I’ve taken the time to think about my dad and why he is the way he is, why he’s doing so many drugs, with so many girls, why he’s given up but still alive.
My dad is 41, the 13th out of 13 kids (how ironic). He has the longest record in the family, spent the longest time in jail (he still goes to jail sometimes..), just overall the bad kid, the black sheep, and he still is.
I thought why he was that way. He’s always been a law breaker, a partier, a ladies man, since he was back in high school. A lot of people are that way but eventually they grow out of it because they have a family and a job and such. He never did. He slowed down at times but then he just went right back into it all. It wasn’t ever really bad but now it is. And simply it’s because he’s sad. Depressed. Not really a shocker. Why is he so depressed?

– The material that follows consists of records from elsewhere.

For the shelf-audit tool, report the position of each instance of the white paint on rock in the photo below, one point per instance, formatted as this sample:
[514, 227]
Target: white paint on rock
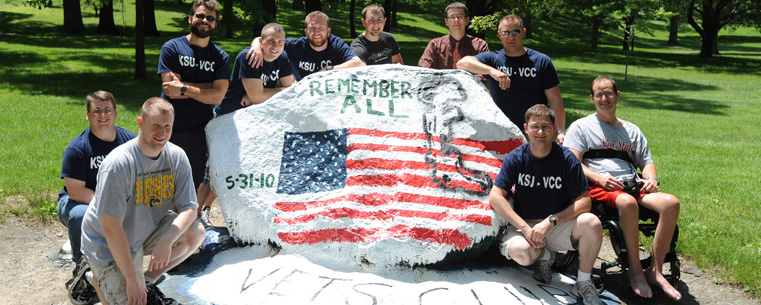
[253, 275]
[387, 195]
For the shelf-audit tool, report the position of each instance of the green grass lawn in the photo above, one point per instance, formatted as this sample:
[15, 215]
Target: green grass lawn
[700, 115]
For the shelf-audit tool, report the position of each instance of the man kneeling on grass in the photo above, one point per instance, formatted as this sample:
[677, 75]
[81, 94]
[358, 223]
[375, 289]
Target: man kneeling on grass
[129, 216]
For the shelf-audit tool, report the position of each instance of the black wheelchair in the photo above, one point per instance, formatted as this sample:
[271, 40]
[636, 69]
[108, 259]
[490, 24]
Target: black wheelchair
[609, 218]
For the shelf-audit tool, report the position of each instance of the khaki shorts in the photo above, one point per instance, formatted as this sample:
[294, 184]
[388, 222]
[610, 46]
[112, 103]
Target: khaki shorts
[559, 238]
[110, 278]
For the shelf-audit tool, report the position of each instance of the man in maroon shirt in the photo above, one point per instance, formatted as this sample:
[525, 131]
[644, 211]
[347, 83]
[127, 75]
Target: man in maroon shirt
[445, 51]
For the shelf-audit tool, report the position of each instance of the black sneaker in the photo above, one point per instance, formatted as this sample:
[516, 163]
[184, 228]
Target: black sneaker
[80, 290]
[156, 297]
[204, 218]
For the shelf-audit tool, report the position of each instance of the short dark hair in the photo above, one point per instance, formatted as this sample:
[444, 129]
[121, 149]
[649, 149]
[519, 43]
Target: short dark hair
[100, 95]
[456, 5]
[210, 4]
[511, 18]
[274, 26]
[599, 79]
[317, 14]
[373, 8]
[540, 110]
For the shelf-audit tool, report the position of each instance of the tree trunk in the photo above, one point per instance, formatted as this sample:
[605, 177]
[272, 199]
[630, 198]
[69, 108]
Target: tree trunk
[312, 5]
[270, 11]
[149, 18]
[394, 9]
[528, 24]
[106, 23]
[72, 17]
[352, 8]
[596, 20]
[673, 30]
[228, 18]
[298, 5]
[139, 40]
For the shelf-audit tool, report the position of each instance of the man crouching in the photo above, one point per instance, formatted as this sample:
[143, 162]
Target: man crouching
[551, 205]
[129, 216]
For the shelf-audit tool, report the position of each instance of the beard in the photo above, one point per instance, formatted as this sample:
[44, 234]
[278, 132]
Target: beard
[195, 28]
[314, 44]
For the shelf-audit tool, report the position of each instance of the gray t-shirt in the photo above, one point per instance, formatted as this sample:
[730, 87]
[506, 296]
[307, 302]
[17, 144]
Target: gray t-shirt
[591, 132]
[139, 190]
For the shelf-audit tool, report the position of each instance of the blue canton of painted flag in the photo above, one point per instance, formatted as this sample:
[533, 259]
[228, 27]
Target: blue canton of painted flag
[313, 162]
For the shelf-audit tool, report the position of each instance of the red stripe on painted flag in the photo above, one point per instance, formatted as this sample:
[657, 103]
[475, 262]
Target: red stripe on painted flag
[365, 158]
[386, 215]
[377, 199]
[493, 162]
[451, 237]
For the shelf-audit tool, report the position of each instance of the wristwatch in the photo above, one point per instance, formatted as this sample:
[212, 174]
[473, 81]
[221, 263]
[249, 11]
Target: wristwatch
[553, 220]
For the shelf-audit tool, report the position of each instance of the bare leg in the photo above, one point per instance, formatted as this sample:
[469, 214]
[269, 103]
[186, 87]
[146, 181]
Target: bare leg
[523, 254]
[93, 279]
[186, 245]
[587, 235]
[628, 214]
[667, 207]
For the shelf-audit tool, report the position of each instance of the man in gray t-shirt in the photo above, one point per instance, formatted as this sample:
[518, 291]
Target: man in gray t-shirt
[130, 217]
[611, 150]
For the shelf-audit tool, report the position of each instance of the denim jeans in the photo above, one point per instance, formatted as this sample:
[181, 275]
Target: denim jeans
[70, 213]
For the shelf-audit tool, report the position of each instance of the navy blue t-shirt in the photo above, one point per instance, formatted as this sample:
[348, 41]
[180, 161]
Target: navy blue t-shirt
[306, 60]
[83, 156]
[196, 65]
[530, 74]
[542, 186]
[269, 73]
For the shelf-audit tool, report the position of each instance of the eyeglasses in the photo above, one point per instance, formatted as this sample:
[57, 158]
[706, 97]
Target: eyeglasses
[375, 21]
[507, 33]
[99, 111]
[536, 128]
[209, 18]
[609, 94]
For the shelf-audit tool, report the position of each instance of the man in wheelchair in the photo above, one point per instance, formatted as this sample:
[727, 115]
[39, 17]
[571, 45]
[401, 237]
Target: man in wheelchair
[551, 204]
[611, 151]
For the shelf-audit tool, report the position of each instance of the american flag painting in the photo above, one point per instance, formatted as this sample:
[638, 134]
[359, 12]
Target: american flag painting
[383, 177]
[328, 172]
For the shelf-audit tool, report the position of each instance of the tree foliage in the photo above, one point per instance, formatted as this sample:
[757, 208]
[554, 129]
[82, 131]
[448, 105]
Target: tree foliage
[708, 17]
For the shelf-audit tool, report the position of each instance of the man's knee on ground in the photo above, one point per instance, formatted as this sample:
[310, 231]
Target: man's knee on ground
[669, 203]
[519, 252]
[626, 202]
[589, 223]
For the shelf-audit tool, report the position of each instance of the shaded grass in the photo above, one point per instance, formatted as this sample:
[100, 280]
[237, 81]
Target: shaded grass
[699, 115]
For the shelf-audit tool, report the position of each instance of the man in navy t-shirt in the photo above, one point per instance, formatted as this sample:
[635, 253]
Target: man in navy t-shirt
[249, 86]
[374, 46]
[519, 77]
[551, 204]
[195, 77]
[316, 52]
[81, 161]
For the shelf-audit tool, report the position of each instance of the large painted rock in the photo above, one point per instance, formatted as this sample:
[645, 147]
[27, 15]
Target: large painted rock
[383, 165]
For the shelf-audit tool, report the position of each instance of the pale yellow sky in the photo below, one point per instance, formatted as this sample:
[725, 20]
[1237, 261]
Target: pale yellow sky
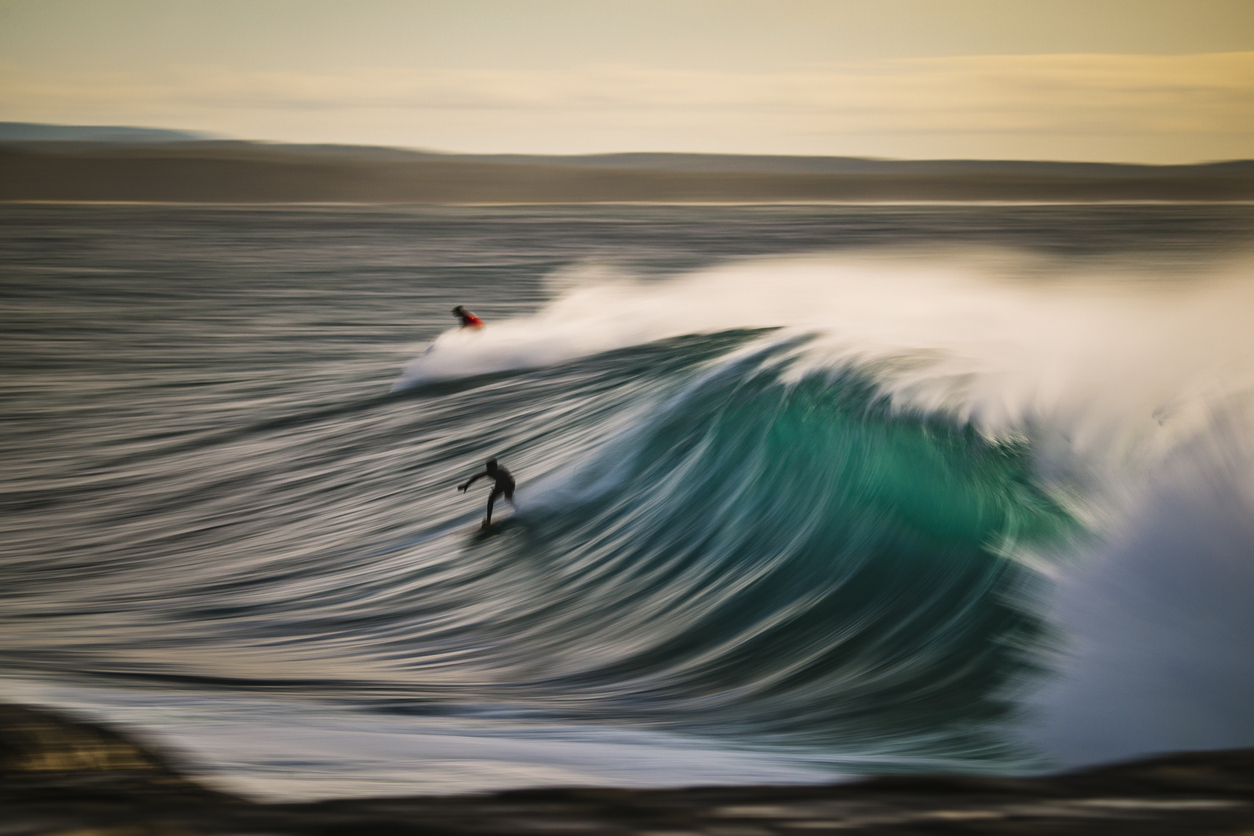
[1136, 80]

My dad, like many normal people used to be, only married once in their life time. They really only loved one person, after that you can’t love another, you don’t even try. But he’s tried, and he sits there and shakes his head and wonders how people do it because people do that all the time. They love someone, then they split up, and they go and find someone else to love. He doesn’t understand how that’s possible because he says if you love someone, you’re fucked, and you know when you’re fucked because everything leads your thoughts to them, every moment of every day your mind is thinking about them, to put it simply you’re obsessed with them but not psycho insane obsessed, a good obsessed. And you also can’t ever think of someone else being as good as that person, nobody else is better, they are the one, eventually everything leads back to them. That’s when you’re fucked. I know my mom did not love him this much, that is something everyone knows. But that’s why he is so sad, he’s trying hard to just feel anything by doing drugs, partying, he lost the person that gave him feeling. He tried hard to love again, which is why so many girls came and went from his life, but he’s given up, now they just temporarily fill the void. Everything is just temporary now, constantly in search of something to give you that feeling again. It is sad that I understand the feeling.